A Philadelphia jury on Monday awarded nearly $34 million to a Georgia woman who was seriously injured by a device that was supposed to save her life.

Surgeons operated on Tracy Reed-Brown in 2010 to place a blood clot-catching “Option IVC” filter manufactured by Rex Medical LP into a vein.

The filter, which was designed to be removable, was installed to help prevent a pulmonary embolism from blood clots traveling into Reed-Brown’s lungs. However, the design of the device was allegedly defective. The filter in Reed-Brown’s case became impossible to remove. Doctors struggled for three hours in 2016 in an attempt to dislodge the filter.
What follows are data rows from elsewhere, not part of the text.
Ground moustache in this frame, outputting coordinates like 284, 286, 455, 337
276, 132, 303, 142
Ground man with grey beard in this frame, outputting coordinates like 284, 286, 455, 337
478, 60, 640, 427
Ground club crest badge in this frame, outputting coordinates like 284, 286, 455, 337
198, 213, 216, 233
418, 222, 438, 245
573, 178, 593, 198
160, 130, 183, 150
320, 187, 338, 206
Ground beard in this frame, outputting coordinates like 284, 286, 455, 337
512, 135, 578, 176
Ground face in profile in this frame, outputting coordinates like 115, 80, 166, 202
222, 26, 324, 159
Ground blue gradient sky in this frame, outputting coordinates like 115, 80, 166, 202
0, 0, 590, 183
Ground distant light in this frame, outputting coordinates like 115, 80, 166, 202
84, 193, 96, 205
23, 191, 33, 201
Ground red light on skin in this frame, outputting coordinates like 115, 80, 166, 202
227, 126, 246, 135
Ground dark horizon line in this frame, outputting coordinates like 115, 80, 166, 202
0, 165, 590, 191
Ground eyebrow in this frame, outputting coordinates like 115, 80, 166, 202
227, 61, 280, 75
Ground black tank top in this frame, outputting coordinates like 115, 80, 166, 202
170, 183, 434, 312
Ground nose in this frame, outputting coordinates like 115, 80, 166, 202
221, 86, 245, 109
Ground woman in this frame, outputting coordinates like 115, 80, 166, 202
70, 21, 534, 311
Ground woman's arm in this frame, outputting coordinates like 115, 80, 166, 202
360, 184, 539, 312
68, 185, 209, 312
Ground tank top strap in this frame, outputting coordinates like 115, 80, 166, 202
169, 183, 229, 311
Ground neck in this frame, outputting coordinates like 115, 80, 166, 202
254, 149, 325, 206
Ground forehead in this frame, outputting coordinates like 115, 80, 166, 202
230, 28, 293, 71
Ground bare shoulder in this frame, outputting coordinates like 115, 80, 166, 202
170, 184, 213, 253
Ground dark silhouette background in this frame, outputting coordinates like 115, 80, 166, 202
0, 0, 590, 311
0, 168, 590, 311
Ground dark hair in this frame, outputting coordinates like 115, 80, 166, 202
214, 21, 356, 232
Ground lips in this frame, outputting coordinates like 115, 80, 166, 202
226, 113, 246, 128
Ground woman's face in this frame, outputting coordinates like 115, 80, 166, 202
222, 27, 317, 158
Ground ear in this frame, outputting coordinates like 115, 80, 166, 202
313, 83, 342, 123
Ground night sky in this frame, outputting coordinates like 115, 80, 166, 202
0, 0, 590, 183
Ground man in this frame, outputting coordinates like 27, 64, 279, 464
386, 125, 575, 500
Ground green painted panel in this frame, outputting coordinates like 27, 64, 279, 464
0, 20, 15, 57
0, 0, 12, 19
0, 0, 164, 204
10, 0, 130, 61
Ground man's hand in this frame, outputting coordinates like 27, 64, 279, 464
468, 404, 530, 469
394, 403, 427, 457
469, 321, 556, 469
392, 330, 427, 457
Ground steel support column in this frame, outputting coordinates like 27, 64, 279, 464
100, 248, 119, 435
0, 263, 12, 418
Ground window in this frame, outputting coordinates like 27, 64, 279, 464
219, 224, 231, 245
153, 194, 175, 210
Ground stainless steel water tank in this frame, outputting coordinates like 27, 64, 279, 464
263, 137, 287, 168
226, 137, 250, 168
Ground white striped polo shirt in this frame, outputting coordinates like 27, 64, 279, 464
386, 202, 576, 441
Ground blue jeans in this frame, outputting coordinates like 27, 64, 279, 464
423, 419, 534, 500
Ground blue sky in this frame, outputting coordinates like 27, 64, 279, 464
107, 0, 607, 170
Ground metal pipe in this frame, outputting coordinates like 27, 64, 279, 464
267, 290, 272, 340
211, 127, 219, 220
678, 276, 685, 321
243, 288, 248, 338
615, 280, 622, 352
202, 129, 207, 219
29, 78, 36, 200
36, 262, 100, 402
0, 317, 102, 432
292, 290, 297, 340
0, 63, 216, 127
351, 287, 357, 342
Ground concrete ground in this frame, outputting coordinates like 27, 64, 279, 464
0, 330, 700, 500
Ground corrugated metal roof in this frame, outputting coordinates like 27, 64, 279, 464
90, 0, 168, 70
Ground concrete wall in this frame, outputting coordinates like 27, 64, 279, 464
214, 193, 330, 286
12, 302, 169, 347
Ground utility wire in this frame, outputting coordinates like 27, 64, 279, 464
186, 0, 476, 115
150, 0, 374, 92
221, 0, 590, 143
The device remains inside her body.

Her attorney, David Matthews, argued that the device perforated her inferior vena cava and punctured her pancreas, aorta, and renal vein. Matthews said a study had shown the product was prone to failure.

“If she leaves it in, the organs may fail,” Matthews said in a statement. “She may be injured, and it may kill her.”

Rex argued that the original surgeons implanted the device incorrectly and that Reed-Brown never received any follow-up care.

The case against Rex Medical was the first to go to trial as part of a mass tort program created to consolidate more than 700 lawsuits filed in Philadelphia Court of Common Pleas over Rex’s Option filters, said Reed-Brown’s Philadelphia attorney, Rosemary Pinto.

“Tracy still has a lot of issues,” Pinto said. “Her choices are to leave it in or try again to remove it with open surgery. Neither option is attractive.”

Pinto said several more trials are scheduled.